Minor league affiliations
- Previous classes: Class D (1944–1950); Class C (1933–1937, 1941–1942);
- League: Ohio–Indiana League (1949–1950)
- Previous leagues: Ohio State League (1944–1947); Middle Atlantic League (1933–1937, 1941–1942);

Major league affiliations
- Previous teams: Cleveland Indians (1949–1950); Brooklyn Dodgers (1944–1948); Chicago Cubs (1941–1942); Boston Bees (1937); Cleveland Indians (1933–1936);

Minor league titles
- League titles: None

Team data
- Previous names: Zanesville Indians (1949–1950); Zanesville Dodgers (1944–1948); Zanesville Cubs (1941–1942); Zanesville Greys (1933–1937);
- Previous parks: Gant Municipal Stadium (1933–1937, 1941–1942, 1944–1950)

= Zanesville Indians =

The Zanesville Indians (a.k.a.
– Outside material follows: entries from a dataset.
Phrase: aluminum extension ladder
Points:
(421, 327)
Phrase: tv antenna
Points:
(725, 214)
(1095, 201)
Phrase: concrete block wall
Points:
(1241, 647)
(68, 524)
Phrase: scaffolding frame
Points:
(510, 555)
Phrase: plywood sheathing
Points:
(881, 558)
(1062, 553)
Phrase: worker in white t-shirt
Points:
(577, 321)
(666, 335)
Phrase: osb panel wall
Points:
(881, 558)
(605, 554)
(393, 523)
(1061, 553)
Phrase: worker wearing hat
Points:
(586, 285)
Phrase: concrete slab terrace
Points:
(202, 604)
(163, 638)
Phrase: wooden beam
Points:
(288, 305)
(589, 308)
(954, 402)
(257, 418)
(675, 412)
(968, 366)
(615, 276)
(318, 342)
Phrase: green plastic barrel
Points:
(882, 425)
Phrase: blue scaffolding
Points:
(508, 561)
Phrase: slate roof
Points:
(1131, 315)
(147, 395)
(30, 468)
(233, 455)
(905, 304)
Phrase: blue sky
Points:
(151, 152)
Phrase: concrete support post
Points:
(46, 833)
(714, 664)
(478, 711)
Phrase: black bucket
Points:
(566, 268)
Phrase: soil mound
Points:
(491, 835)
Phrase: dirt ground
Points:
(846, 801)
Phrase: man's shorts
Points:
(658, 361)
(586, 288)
Zanesville Dodgers, Zanesville Cubs and Zanesville Greys) were a Minor League Baseball Team located in Zanesville, Ohio. They played in the Ohio State League and Ohio–Indiana League from 1944 to 1950. The team had affiliation deals with the Brooklyn Dodgers and Cleveland Indians.

Prior to World War II they played in the Middle Atlantic League from 1933 to 1942.